Alex Newhook takes the ice for practice at Boston College. (Courtesy of Boston College)

It was during this time with the Grizzlies that Alex became the NHL Draft prospect he ultimately turned into. Across two seasons, he put up 168 points in 98 games played, with 102 alone coming during the 2018–19 campaign, and developed an pro-ready routine.

“He never has a bad meal,” Grizzlies coach Craig Didmon. “He’s (always) thinking about what’s the best thing for his athletic diet. He’s gonna be in bed early and give himself every opportunity to be the best player. He lives very committed to what he’s after.”

That commitment eventually led him to the Avalanche, who scouted him extensively before pulling the trigger in the middle of the first round.

“[He’s] got skill, hockey sense, plays with speed, is fearless, goes to the areas of the ice that some people don’t like going. He’s a guy that goes into traffic,” said Alan Hepple, the Avalanche’s director of amateur scouting. “And then off the ice, he’s just as good a person as he is a hockey player.”

Hepple describes Alex as “the whole package.” But, to hear Alex himself tell it, another Newhook may someday be an even bigger star.

At the draft, Alex filled out a questionnaire to help people get to know him better. It was an opportunity to showcase himself, but instead he decided to put some serious respect on his sister’s name.

“Not a lot of people know that I … have a sister who is better than me at hockey,” Alex wrote.

The significance of the move was not lost on Abby.

“It’s just crazy for him to take a moment like that focused on him and turn it to someone else, especially his sister,” said Abby. “It’s so cool that he thought of me in that moment.”

Following a similar path to her brother, Abby moved to Marion, Mass., last season to attend Tabor Academy, a prep school that’s only about an hour away from Boston College — where she herself will begin attending in 2021.

Dating back to that year she played with Alex at Atom level, Abby had always played with boys – even captaining her Bantam triple-A team when she was in Grade 9 – but she knew she’d eventually have to make the leap to girls’ hockey.

“Going into Grade 10, really, she knew she had to make the transition,” said Paula. “Like, she loves the aspect of checking in the game, and it worked for her in Bantam. But going into Midget, when there’s a two-, three-year age gap…. She had to find girls’ hockey that was really up to her level, and so that’s why she chose to go down to the Boston area.”

At Tabor, Abby experienced an adjustment period in terms of balancing hockey and academics, but on the ice, she stepped in seamlessly.

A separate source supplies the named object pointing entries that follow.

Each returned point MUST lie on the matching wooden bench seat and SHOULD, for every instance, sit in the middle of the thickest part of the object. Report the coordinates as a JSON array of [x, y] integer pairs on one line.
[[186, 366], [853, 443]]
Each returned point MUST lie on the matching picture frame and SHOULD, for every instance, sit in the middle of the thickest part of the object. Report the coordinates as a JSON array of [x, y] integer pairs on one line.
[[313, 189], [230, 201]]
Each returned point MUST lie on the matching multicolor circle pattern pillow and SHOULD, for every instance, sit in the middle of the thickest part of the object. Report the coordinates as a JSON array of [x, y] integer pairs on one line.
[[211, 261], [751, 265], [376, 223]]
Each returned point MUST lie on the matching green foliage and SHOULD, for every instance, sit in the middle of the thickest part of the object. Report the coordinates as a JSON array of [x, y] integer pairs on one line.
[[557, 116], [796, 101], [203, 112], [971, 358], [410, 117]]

“She came right in as a 15-year-old last year at a highly competitive level,” said Eric Long, Tabor’s girls’ varsity hockey head coach. “She’s a really top-end talent in our league.”

Abby Newhook carries the puck as a member of the Tabor Seawolves. (Courtesy of Newhook family)

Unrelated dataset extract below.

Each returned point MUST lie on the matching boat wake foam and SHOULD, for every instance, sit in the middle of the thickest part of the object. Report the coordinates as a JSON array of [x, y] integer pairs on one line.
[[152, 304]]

Given that Abby held her own against teams mostly comprised of 17- and 18-year-olds, Long is bullish on her potential.

“She will create a scoring chance or do something good on every shift,” said Long. “She’s not one of those kids that floats around. You’ll look at the stat sheet and she’ll have two goals and you’ll be like, ‘How does she only have two goals?’ Every time she’s out there something good is happening.”

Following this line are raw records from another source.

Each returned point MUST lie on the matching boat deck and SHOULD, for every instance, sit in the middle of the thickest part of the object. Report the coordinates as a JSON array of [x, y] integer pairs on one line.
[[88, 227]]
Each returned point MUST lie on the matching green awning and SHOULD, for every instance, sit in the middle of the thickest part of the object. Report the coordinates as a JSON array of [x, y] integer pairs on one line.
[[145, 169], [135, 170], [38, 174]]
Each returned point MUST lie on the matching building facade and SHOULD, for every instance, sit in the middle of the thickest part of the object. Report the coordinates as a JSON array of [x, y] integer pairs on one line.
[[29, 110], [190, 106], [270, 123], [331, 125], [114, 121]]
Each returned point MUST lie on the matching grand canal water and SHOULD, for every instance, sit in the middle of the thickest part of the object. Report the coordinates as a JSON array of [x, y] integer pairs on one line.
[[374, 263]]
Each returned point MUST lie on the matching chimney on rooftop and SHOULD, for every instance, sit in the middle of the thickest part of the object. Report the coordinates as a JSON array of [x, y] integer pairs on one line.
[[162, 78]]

Long has had the opportunity to coach a couple under-18 gold medalists recently in Sammy Davis and Kelly Browne, the latter a sophomore at Boston College. He sees a lot of the characteristics he saw in those players in Abby, who has her eyes on cracking Canada’s under-18 national team in the summer of 2020 and eventually becoming an Olympian.

“She’s as good or better than those kids, for sure,” said Long. “So I hope she’s in that conversation [to make the Canadian under-18 team] because I know she’s working really hard and I know she’s a top-level kid.”

Alex and Abby have traversed nearly parallel paths to try to accomplish their shared dreams. It’s a path they’ll continue to walk together.

“Even to this day people say, ‘I can’t believe they’re so close,’” said Paula. “But I think it’s the total mutual respect for the game, and I think they appreciate each others’ talents and definitely encourage each other all the time. It’s a bond that they’ve always had and is awesome.”